今天北京的天氣有些怪異,一反前幾天的陽光燦爛,變得陰沉沉的,而我們這些人的心情也好像突然沈重起來。
早上9點,我獨自離家來到旁邊的的超市,去購取昨日已定好的鮮花:六朵紅玫瑰,四朵白玫瑰,另外四支白百合。買花的姑娘不解,問為何要選紅、白玫瑰?
我手捧沉甸甸的鮮花,坐進的士車裡,心裏很不平靜。趙紫陽先生逝世四年了。去世的那年我和我丈夫都不能去,想盡一切辦法最終還是被軟禁在家裡。週年時,是同曉波一起去的,雖然引起了一些麻煩,但還是盡了我們的心意。兩週年的時候,曉波被警察把守在家,不得出門,最後我們和澳洲來的鶴慈,難友徐玨女士同去的。三週年的時候,我們和先玲、徐玨、高婕相約,上午十點在富強胡同集合。然而,高婕被禁止出門,張先玲被堵在家裡,連她準備的花籃都被警察退回到花店。徐玨出了門,但在展覽館路公交車站,被五、六名人高馬大的警察綁架,塞進警車押回單位。只有我和丈夫去到趙家,沒有鮮花、沒有花籃,心情悲憤,十分哀傷。
基於去年的教訓,今年天安門母親約定,一月十七日各自分頭而去,不再集中相約。
就這樣,我就來到富強胡同。與往年明顯不同的是,胡同口、家門口少了一些"黑衣人",但有一些身著便裝負有特殊使命者,三三兩兩,來回蹓躂著,一見手捧鮮花者那些人的眼睛就緊盯不放。我向6號走去,見門外聚了十來個人,遠遠看去,我還以為今年要排隊入內呢?走近一看,原來是一些手持相機、攝像機的西方記者,還有一些紮著頭巾的維族婦女。沒有等外國記者發現我,站在家門口的雁南把我迎入門內。我這才知道,從昨天起,美聯社、路透社等西方媒體的記者都不准入內。

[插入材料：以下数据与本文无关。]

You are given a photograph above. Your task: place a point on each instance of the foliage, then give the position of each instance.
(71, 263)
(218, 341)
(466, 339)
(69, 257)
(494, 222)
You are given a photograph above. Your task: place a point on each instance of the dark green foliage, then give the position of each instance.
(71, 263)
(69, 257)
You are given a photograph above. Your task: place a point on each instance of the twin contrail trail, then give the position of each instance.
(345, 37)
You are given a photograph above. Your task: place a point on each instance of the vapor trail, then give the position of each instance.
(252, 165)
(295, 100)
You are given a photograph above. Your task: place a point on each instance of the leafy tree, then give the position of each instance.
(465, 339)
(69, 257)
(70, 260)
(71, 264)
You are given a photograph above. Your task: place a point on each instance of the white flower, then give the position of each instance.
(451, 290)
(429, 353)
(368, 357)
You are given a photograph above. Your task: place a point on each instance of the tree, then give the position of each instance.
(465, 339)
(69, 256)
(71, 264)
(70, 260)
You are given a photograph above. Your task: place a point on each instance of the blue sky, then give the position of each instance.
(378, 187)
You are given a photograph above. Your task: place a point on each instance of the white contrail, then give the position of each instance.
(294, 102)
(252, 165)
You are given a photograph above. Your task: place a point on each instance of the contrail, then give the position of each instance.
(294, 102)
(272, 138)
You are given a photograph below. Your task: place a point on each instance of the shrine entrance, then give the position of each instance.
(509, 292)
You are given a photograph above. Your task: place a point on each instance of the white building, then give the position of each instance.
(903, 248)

由於我今天到得比較早,所以與趙的家人有更多的說話時間,去年見到的趙的幾位子女和兒媳今天也都在。他們見我獨自前來,很關心我丈夫的病情,我也得知趙夫人因病情加重住進了醫院,她畢竟已91歲高齡,時至今日,還不知老伴已不在人世。
靈堂內的佈置一切依舊。正面牆上掛著紫陽先生那幅栩栩如生的大照片,左側是趙家子女那對震撼心靈的送別輓聯。雁南再次向我深情地介紹她父親平時吸氧和休息時的躺椅,躺椅枕頭上那條條凹痕,躺椅邊茶几上放著的那些小藥瓶,躺椅對面的那台電視......。這些景物彷彿顯示主人並未離去,還在那裡沉思著、憂慮著......。只是靈堂裡擺放在紫陽先生像前的那些鮮花和花籃才提醒人們主人已經遠去。
在眾多黃、白菊花和各色百合花中,天安門母親敬獻的那束鮮花特別顯眼。我特地向雁南說明:六朵紅玫瑰和四朵白玫瑰是我們天安門母親的標誌,她們是愛心的象徵。四支白百合是紀念紫陽先生去世四週年的。天安門母親年年都會來到這裡,每過一年就增加一支白百合,直至"六四"重新評價,紫陽先生和我們的親人都得以安息。
離開靈堂前,我在留言簿上寫下了:"紫陽先生,您離開我們四年了,但您的身影與我們同在,為了同樣的訴求,同樣的目標。"這些文字,同樣表達了天安門母親的心聲。